Reuters Accused of Illegally Obtaining Information

A Swedish company says the news service got information from a Web page that wasn't designed for public access.

by / October 29, 2002
STOCKHOLM, Sweden (AP) -- A small Swedish IT company Monday filed criminal charges against news service Reuters PLC for obtaining an earnings report from a Web page it considered private.

Intentia International asked Sweden's National Criminal Investigation Department to investigate whether Reuters PLC broke the law by retrieving parts of Intentia's third-quarter report from a Web page before Intentia released it publicly.

Reuters published Intentia's report on Oct. 24 after it became available through Intentia's Web site. The report was available to anyone who typed the correct Web address. But Thomas Ahlerup, a spokesman for the company, said the Web page was not available through normal channels on the site.

He said Intentia's legal advisers consider Reuter's action to be an infringement of laws that govern information technology property.

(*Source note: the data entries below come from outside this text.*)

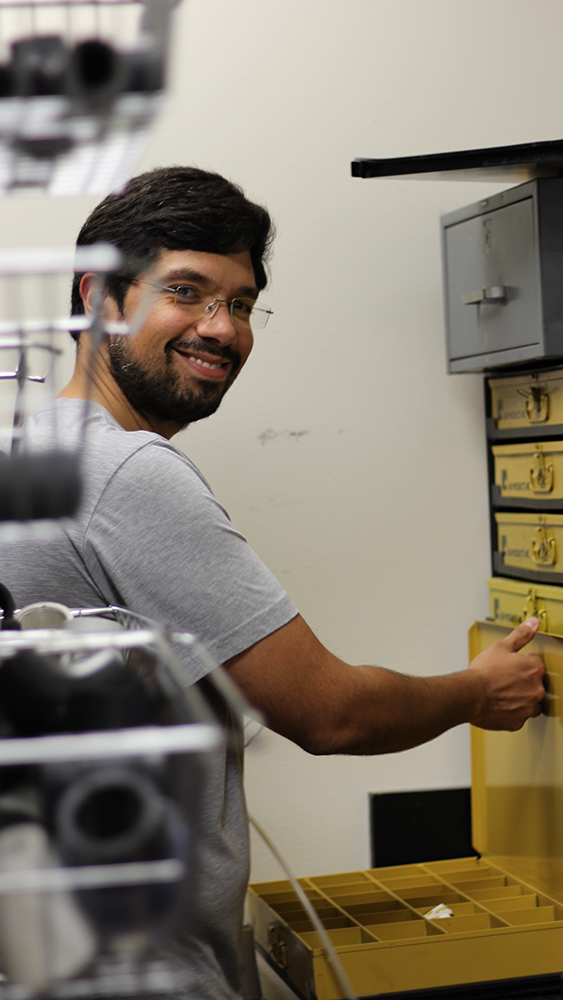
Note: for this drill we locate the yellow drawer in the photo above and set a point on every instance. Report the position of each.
(530, 546)
(512, 601)
(527, 400)
(529, 474)
(386, 950)
(506, 907)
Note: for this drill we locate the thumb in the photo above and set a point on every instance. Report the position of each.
(521, 635)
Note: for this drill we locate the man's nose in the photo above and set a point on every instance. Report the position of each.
(218, 324)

Reuters' Nordic bureau chief in Stockholm, Jonathan Lynn, said in a statement that the company was surprised by Intentia's stance. Reuters published information on the results "after they had been accessible over the Internet."

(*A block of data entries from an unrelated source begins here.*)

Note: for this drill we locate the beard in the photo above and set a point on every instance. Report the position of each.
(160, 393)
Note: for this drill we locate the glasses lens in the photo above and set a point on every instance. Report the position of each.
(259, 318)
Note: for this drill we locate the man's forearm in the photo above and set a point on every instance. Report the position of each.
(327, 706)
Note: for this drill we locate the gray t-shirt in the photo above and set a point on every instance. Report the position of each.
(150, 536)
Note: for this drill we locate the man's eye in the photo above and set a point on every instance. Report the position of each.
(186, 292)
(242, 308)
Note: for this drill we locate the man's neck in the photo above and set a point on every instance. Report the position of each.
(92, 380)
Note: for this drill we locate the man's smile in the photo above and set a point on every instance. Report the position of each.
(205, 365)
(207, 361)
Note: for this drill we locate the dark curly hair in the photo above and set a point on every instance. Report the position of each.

A release from Reuter's London headquarters said "there was no substance to the allegations that it made an illegal entry to Intentia's IT systems."

Last week, Reuters published an earnings report from banking group Nordea AB ahead of the scheduled release. Nordea has acknowledged that parts of the report were mistakenly put on its Web site.

Ahlerup said that if authorities deem that Reuters retrieved the information from a public part of the Web site, it could set an important precedent, making anything on a company's Web server public information, he said.

"We want the authorities to test what can be considered to be private or public," Ahlerup said.

Ahlerup wouldn't comment on whether the company had made market-sensitive information available before it was released.

Swedish law requires listed companies to disclose information to the Stockholm bourse as well as at least two news agencies and three newspapers.